Farewell Party
I suppose its the same scene going on all over town tonight. Bad news from on top. Always a good reason to celebrate and even off the beaten path is busy tonight.

We head down a surreal path: This isn't my hometown anymore so Brian does the driving. We end up in the nieghborhood I grew up in at a crowded bistro backfilled into the suburban sprawl as one of the upshots of imminent domain.

I try to remember what this was before. The building is old, funky, the exterior ancient stucco of a style not made anymore, made for a building that no longer serves its original purpose.

"Was this always here?" I ask him.

"Yup." he replies, leaving me to remember what the hell it was.

That's it, I remember now -- community swimming pool down the hill. The neighborhood association owned two. Probably lost their asses on the insurance, maybe defaulted, went bankrupt like so much else.

Christ I know a lot of people here for a town I don't live in any longer, almost like a party held by a friend. Nobody here is from here, at least amongst those I know.

There's Greg and his wife, Georgia and a ton of people I don't know.

I spy my brother hanging out in a knot of people on the patio and excuse myself to say hello making polite greetings to aquaintances as I go.

I feel rude for ditching Brian but see he's doing well with our table-neighbors and resign myself that he is having a swell time without me.

"Heyhey!" my brother explains when he sees me. "What's the haps?"

This is his wife's crowd, it turns out. He's friends but kind of outsiders. We rap for a bit while I survey the place.

Dark.

Moody.

Perfect for a night like tonight.

On the distant patio a glimpse -- an old flame. Beatrice.

Can't be. Too many coincidences tonight already. I've worn them all out. I dispell the illusion simply by looking away, not believing she is really there.

It works well until she comes up behind me.

At this point I have a decision to make. I can pretend I didn't see her, ignore her, hope that she will just go away.

I imagine that this is probably not the case, however. From the gloom she mirrored me, peering as if to see -- really? Him?

This is a small state, though, and if I run into her now I'll run into her again and if I go the punk route I will spend the rest of my days fretting over the next such encounter.

After a moment's deliberation, her standing behind me sort of hopping from foot to foot I decide to take the straight route.

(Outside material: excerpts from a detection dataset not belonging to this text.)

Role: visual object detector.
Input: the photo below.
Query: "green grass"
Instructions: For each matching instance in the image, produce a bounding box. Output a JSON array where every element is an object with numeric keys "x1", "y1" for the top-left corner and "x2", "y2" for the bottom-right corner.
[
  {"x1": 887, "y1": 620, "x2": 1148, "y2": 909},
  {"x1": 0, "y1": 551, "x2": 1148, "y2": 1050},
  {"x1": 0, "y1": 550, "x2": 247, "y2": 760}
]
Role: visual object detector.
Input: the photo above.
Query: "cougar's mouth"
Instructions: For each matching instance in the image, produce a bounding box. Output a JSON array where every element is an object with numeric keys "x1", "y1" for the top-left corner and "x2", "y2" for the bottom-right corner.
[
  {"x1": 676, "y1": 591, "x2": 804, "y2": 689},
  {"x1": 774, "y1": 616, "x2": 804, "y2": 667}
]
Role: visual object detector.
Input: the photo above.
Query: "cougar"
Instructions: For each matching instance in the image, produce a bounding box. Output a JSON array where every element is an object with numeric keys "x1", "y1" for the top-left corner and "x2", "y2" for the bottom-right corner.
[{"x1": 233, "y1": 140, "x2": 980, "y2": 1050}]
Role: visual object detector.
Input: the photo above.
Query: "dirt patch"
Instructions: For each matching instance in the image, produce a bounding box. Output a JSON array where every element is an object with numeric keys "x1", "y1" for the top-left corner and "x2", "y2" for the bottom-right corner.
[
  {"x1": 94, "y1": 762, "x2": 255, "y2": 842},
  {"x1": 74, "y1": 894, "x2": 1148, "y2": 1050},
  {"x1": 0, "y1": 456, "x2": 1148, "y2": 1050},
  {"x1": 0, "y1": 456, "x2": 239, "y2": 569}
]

I turn: "Bea, how are you. I thought that might be you."

"Yeah, its me." More mature now. Heavier than she was when we went out. Far heavier than the last time I saw any picture of her.

"What are you doing here?" I asked, it clear that I was far from home with no good reason to be here.

"Layoff party," she said, throwing her thumb back the direction she came. "This is middle ground between us and our co-workers."

Yes. The strange middle ground in the 21st century where people working on the same project in the same region are separated by just enough hours to make phone calls and emails the only way to do business. Just far enough to create divisive lines that would normally be dispelled by a jaunt down the office. The sort of business that dooms relationships, ends calls in an ugly fashion, kills product lines.

We are then at the awkward impasse between smalltalk bullshit and the "sorry" that I'll never receive.